The group is questioning the automatic (and politically correct) assumption that native species are inherently more valuable and “good” than non-native ones. It turns out that plants and critters brought in by accident in luggage or on purpose to eradicate a pest sometimes thrive so well in their new habitats that they crowd out the oldies. This causes consternation and a call to wipe out the newcomers, to put back the clock, to return nature to its “pristine” state. But as endless examples have shown, once these space invaders have gotten established, there is no going back. Just look at the cane toads in Australia, the zebra mussels in the Great Lakes and the Kudzu vine or Tamarisk in the Eastern US. Like it or not, they’re here to stay. 

Reading that paragraph over, it struck me that this isn’t just a problem with plants and animals.
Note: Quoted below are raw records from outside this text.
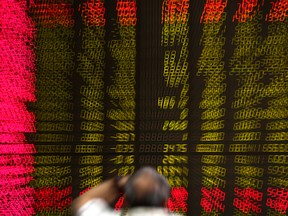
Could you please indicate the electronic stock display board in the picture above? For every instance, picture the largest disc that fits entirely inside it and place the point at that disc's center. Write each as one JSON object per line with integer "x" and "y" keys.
{"x": 90, "y": 89}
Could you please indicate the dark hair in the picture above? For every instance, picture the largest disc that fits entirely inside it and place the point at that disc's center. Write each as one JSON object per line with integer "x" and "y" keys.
{"x": 155, "y": 195}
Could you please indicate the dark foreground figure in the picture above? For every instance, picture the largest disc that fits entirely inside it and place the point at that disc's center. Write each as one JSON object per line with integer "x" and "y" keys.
{"x": 146, "y": 193}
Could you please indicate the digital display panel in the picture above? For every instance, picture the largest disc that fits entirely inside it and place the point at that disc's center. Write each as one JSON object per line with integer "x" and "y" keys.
{"x": 92, "y": 89}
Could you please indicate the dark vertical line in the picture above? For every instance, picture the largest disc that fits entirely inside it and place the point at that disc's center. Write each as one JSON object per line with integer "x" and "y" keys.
{"x": 138, "y": 85}
{"x": 76, "y": 82}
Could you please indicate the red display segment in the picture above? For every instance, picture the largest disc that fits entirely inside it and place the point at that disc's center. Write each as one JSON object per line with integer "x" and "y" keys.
{"x": 278, "y": 12}
{"x": 175, "y": 11}
{"x": 248, "y": 199}
{"x": 16, "y": 89}
{"x": 178, "y": 200}
{"x": 93, "y": 12}
{"x": 127, "y": 12}
{"x": 212, "y": 199}
{"x": 247, "y": 10}
{"x": 48, "y": 198}
{"x": 277, "y": 199}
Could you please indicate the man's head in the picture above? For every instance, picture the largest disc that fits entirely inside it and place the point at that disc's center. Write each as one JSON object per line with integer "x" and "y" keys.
{"x": 147, "y": 188}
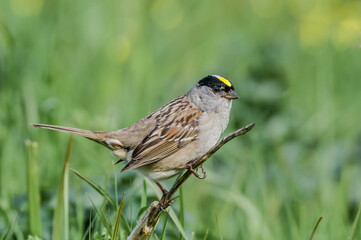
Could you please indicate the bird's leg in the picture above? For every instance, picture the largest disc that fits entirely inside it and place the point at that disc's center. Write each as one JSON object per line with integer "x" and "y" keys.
{"x": 162, "y": 204}
{"x": 189, "y": 166}
{"x": 164, "y": 191}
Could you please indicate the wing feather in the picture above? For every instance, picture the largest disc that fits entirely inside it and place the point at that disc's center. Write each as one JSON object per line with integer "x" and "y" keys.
{"x": 165, "y": 140}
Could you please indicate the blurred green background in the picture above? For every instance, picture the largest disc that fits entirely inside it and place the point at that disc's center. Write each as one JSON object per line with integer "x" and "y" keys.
{"x": 103, "y": 65}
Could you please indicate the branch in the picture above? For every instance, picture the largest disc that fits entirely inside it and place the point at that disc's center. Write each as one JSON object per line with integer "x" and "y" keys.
{"x": 148, "y": 222}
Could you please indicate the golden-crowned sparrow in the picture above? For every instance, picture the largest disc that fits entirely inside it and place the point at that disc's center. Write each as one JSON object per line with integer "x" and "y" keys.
{"x": 169, "y": 139}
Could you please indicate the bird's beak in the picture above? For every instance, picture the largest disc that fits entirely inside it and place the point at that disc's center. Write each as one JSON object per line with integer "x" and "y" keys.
{"x": 231, "y": 95}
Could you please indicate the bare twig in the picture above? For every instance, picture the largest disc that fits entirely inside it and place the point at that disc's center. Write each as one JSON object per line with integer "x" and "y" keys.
{"x": 150, "y": 219}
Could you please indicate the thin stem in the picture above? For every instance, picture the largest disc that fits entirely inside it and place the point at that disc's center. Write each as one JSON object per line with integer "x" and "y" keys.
{"x": 148, "y": 222}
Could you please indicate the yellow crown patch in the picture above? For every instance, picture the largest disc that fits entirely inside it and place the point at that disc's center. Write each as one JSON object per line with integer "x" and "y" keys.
{"x": 225, "y": 81}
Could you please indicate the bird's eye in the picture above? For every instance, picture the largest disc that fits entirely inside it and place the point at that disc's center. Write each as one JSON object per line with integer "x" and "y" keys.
{"x": 216, "y": 89}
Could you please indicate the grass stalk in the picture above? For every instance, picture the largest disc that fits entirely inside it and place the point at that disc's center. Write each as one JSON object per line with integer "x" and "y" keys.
{"x": 355, "y": 221}
{"x": 117, "y": 222}
{"x": 315, "y": 228}
{"x": 61, "y": 213}
{"x": 33, "y": 188}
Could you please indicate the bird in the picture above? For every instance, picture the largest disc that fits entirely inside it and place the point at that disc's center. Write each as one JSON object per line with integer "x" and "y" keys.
{"x": 170, "y": 139}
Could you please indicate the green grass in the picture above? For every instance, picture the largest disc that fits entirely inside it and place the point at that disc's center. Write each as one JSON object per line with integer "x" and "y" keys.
{"x": 104, "y": 65}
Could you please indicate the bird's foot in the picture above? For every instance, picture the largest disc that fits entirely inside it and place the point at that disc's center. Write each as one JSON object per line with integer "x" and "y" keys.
{"x": 164, "y": 191}
{"x": 189, "y": 166}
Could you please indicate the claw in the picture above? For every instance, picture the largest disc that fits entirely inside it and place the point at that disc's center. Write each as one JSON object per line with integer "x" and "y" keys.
{"x": 164, "y": 191}
{"x": 189, "y": 166}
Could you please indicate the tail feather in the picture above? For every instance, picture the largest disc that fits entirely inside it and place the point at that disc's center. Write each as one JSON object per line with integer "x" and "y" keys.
{"x": 94, "y": 135}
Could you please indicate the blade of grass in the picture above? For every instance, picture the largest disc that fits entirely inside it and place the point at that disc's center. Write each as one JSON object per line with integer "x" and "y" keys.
{"x": 115, "y": 188}
{"x": 206, "y": 235}
{"x": 33, "y": 188}
{"x": 171, "y": 212}
{"x": 143, "y": 201}
{"x": 219, "y": 228}
{"x": 61, "y": 213}
{"x": 101, "y": 215}
{"x": 102, "y": 192}
{"x": 97, "y": 188}
{"x": 89, "y": 228}
{"x": 354, "y": 224}
{"x": 181, "y": 207}
{"x": 315, "y": 228}
{"x": 164, "y": 227}
{"x": 117, "y": 222}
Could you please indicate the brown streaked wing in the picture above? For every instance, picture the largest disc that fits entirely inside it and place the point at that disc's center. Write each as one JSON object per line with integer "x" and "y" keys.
{"x": 166, "y": 140}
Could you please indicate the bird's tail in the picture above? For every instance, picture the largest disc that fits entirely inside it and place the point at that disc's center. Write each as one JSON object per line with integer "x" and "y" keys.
{"x": 93, "y": 135}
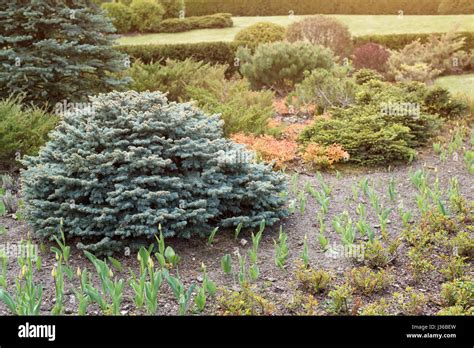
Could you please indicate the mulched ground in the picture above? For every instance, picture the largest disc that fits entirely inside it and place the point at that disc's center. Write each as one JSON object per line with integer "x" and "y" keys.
{"x": 275, "y": 284}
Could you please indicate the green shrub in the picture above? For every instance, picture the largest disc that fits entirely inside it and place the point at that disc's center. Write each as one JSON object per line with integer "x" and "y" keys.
{"x": 365, "y": 75}
{"x": 261, "y": 32}
{"x": 279, "y": 65}
{"x": 241, "y": 109}
{"x": 147, "y": 15}
{"x": 60, "y": 55}
{"x": 424, "y": 61}
{"x": 456, "y": 7}
{"x": 323, "y": 31}
{"x": 174, "y": 77}
{"x": 368, "y": 137}
{"x": 309, "y": 7}
{"x": 439, "y": 101}
{"x": 398, "y": 41}
{"x": 459, "y": 292}
{"x": 371, "y": 56}
{"x": 136, "y": 161}
{"x": 207, "y": 52}
{"x": 326, "y": 88}
{"x": 176, "y": 25}
{"x": 120, "y": 15}
{"x": 22, "y": 131}
{"x": 172, "y": 8}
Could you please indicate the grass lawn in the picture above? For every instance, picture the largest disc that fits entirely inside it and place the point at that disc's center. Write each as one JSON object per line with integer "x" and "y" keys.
{"x": 458, "y": 84}
{"x": 358, "y": 25}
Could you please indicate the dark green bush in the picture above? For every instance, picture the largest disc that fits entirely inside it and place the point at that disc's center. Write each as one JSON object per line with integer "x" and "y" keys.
{"x": 176, "y": 25}
{"x": 207, "y": 52}
{"x": 279, "y": 65}
{"x": 326, "y": 88}
{"x": 54, "y": 55}
{"x": 365, "y": 75}
{"x": 147, "y": 15}
{"x": 174, "y": 77}
{"x": 137, "y": 161}
{"x": 241, "y": 109}
{"x": 173, "y": 8}
{"x": 23, "y": 129}
{"x": 262, "y": 32}
{"x": 373, "y": 130}
{"x": 398, "y": 41}
{"x": 309, "y": 7}
{"x": 439, "y": 101}
{"x": 120, "y": 15}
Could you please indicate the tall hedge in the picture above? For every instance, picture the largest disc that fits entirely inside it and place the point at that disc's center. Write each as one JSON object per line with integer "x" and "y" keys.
{"x": 134, "y": 161}
{"x": 305, "y": 7}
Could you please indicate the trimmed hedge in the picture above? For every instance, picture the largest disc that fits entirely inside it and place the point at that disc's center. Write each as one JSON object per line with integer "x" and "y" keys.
{"x": 398, "y": 41}
{"x": 224, "y": 52}
{"x": 305, "y": 7}
{"x": 177, "y": 25}
{"x": 208, "y": 52}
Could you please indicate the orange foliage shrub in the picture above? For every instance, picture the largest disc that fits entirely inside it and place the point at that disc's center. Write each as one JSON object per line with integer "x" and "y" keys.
{"x": 269, "y": 149}
{"x": 324, "y": 156}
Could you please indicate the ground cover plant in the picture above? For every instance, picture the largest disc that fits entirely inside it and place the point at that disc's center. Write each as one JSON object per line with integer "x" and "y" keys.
{"x": 280, "y": 172}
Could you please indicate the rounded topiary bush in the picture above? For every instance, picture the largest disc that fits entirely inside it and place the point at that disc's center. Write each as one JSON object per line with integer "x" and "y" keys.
{"x": 132, "y": 161}
{"x": 262, "y": 32}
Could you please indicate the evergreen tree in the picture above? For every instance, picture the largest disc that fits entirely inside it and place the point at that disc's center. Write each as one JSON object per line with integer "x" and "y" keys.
{"x": 134, "y": 161}
{"x": 54, "y": 50}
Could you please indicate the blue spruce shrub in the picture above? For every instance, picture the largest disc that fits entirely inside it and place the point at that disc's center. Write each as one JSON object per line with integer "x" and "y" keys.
{"x": 132, "y": 161}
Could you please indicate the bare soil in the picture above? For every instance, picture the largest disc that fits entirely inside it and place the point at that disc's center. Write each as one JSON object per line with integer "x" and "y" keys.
{"x": 274, "y": 284}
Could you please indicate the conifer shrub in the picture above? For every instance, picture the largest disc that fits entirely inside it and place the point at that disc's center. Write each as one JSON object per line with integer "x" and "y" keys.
{"x": 378, "y": 128}
{"x": 172, "y": 8}
{"x": 174, "y": 77}
{"x": 241, "y": 109}
{"x": 326, "y": 88}
{"x": 423, "y": 61}
{"x": 279, "y": 65}
{"x": 371, "y": 56}
{"x": 136, "y": 161}
{"x": 440, "y": 101}
{"x": 365, "y": 75}
{"x": 262, "y": 32}
{"x": 120, "y": 15}
{"x": 147, "y": 15}
{"x": 324, "y": 31}
{"x": 23, "y": 130}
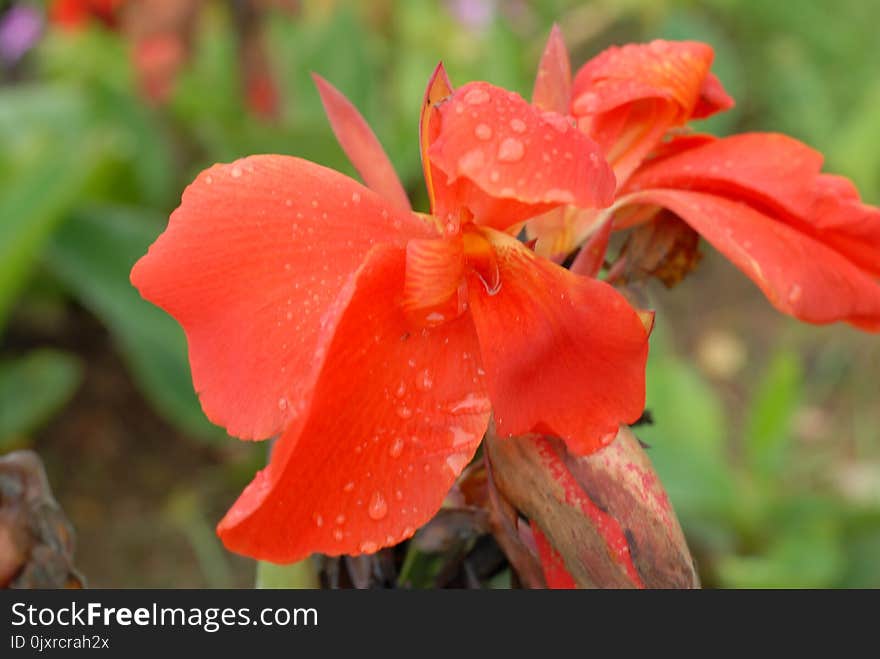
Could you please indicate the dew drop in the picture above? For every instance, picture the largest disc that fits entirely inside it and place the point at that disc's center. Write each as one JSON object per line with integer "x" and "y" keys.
{"x": 510, "y": 150}
{"x": 472, "y": 161}
{"x": 424, "y": 381}
{"x": 557, "y": 121}
{"x": 368, "y": 547}
{"x": 396, "y": 448}
{"x": 460, "y": 436}
{"x": 471, "y": 404}
{"x": 457, "y": 461}
{"x": 483, "y": 132}
{"x": 378, "y": 508}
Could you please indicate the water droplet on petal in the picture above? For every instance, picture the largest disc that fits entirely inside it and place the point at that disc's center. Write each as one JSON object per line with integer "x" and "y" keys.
{"x": 457, "y": 461}
{"x": 510, "y": 150}
{"x": 483, "y": 132}
{"x": 368, "y": 547}
{"x": 471, "y": 404}
{"x": 396, "y": 448}
{"x": 472, "y": 161}
{"x": 378, "y": 508}
{"x": 557, "y": 121}
{"x": 424, "y": 380}
{"x": 460, "y": 436}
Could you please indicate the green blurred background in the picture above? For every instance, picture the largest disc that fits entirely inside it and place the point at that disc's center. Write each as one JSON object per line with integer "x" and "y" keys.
{"x": 766, "y": 434}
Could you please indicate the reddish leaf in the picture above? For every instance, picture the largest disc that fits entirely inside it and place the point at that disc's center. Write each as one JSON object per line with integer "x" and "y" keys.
{"x": 574, "y": 366}
{"x": 361, "y": 145}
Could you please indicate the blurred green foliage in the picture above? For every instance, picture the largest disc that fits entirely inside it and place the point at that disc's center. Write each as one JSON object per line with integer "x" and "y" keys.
{"x": 89, "y": 171}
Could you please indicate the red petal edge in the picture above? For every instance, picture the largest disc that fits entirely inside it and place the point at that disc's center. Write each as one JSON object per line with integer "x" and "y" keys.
{"x": 251, "y": 265}
{"x": 398, "y": 412}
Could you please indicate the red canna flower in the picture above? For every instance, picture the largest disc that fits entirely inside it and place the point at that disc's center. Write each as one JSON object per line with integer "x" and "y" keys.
{"x": 73, "y": 14}
{"x": 802, "y": 236}
{"x": 377, "y": 342}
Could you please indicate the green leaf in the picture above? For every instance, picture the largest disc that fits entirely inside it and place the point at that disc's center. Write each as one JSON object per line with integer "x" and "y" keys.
{"x": 806, "y": 553}
{"x": 296, "y": 575}
{"x": 32, "y": 204}
{"x": 92, "y": 254}
{"x": 688, "y": 436}
{"x": 769, "y": 417}
{"x": 32, "y": 389}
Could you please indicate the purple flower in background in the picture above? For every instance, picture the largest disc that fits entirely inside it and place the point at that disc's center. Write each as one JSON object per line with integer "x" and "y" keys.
{"x": 20, "y": 28}
{"x": 475, "y": 14}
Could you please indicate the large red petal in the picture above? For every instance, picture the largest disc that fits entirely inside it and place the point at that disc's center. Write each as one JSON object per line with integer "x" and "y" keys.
{"x": 397, "y": 413}
{"x": 673, "y": 71}
{"x": 250, "y": 265}
{"x": 552, "y": 89}
{"x": 564, "y": 354}
{"x": 361, "y": 145}
{"x": 509, "y": 161}
{"x": 779, "y": 176}
{"x": 628, "y": 98}
{"x": 798, "y": 274}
Here in Switzerland many people exhibit exactly this same bias against other, “invading” human populations. They don’t look right, smell right, eat the right things. They’re crowding us out of our jobs! They don’t share our ideas about what’s important! I think it’s actually a very human tendency – resistance to change. We often assume that how things were is automatically superior to how things are, particularly when newcomers are involved. 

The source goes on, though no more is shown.